De maneira geral, as amostras variaram na maioria dos termos descritores, exceto brilho, aroma de requeijão e aroma doce, nos quais não houve discriminação entre as amostras ao nível de significância de 5%. Em relação à cor creme, houve variação entre as amostras, sendo que a amostra 2 apresentou cor creme mais intensa que as demais, seguida das amostras 5 e 4. A formação de compostos de coloração escura em produtos lácteos, como leite e creme de leite, pode estar relacionada com as altas temperaturas atingidas durante o tratamento térmico UHT. No entanto, variações nas médias de cor creme das amostras podem estar relacionadas à geração de produtos de coloração escura através da reação de Maillard durante o armazenamento, caso os produtos sejam expostos a ciclos de temperatura na vida de prateleira, conforme observado por Sunds et al. (2018).
Os provadores consideraram a amostra 6, zero lactose, como a mais doce. Este resultado era esperado pelos pesquisadores, pois a hidrólise da lactose gera glicose e galactose, compostos com dulçor relativo superior ao dissacarídeo original, contribuindo para maior percepção de dulçor nesta amostra (Adhikari et al., 2010; Monti et al., 2017; Moskowitz, 1970).
As amostras também foram discriminadas em relação aos termos descritores que caracterizam os aspectos reológicos do creme de leite, que são viscosidade aparente, consistência, fluidez e corpo. A amostra 5 foi caracterizada como a mais consistente, com maior viscosidade aparente, mais corpo e menos fluida (p> 0,05), seguida pelas amostras 3 e 6. A amostra 1 foi considerada a menos consistente, com menor viscosidade aparente, menos corpo e mais fluida.

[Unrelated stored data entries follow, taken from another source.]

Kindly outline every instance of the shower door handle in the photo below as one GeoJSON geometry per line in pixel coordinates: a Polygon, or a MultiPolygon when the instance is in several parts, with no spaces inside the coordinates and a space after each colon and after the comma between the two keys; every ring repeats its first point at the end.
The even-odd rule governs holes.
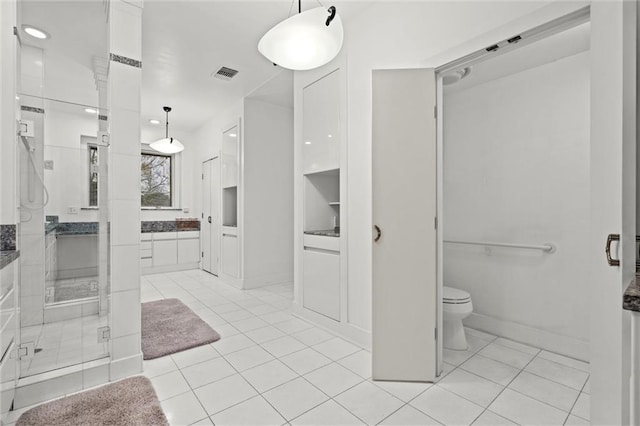
{"type": "Polygon", "coordinates": [[[378,225],[373,225],[373,229],[376,230],[376,236],[373,241],[377,243],[378,240],[380,240],[380,237],[382,237],[382,231],[380,230],[380,227],[378,225]]]}
{"type": "Polygon", "coordinates": [[[211,223],[211,216],[207,217],[207,222],[211,223]]]}
{"type": "Polygon", "coordinates": [[[609,263],[609,266],[620,266],[620,259],[611,257],[611,243],[614,241],[620,241],[620,234],[609,234],[604,251],[607,254],[607,263],[609,263]]]}

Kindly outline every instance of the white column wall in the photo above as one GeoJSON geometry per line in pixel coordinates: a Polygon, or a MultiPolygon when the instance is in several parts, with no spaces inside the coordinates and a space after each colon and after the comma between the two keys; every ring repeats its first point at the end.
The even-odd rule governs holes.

3.2 Teste de aceitabilidade
A Tabela 3 traz as médias da análise de aceitabilidade. As maiores diferenças entre as amostras foram percebidas em relação à aparência e textura. A amostra 5 teve as maiores médias de aparência e de textura, e não apresentou diferença significativa da amostra 6 para textura. A amostra 1 teve a menor média para textura, e a amostra 4 apresentou a menor média de aparência. Quanto ao aroma, sabor e impressão global, chama atenção o fato de que as amostras foram segmentadas em dois grupos pelos consumidores, sendo que as amostras 3, 5 e 6 não apresentaram diferença significativa entre si e receberam as maiores médias, e as amostras 1, 2 e 4 também não diferiram significativamente entre si e tiveram as menores médias.
Tabela 3 Resultados do Teste de Médias de Tukey do teste de aceitação de creme de leite.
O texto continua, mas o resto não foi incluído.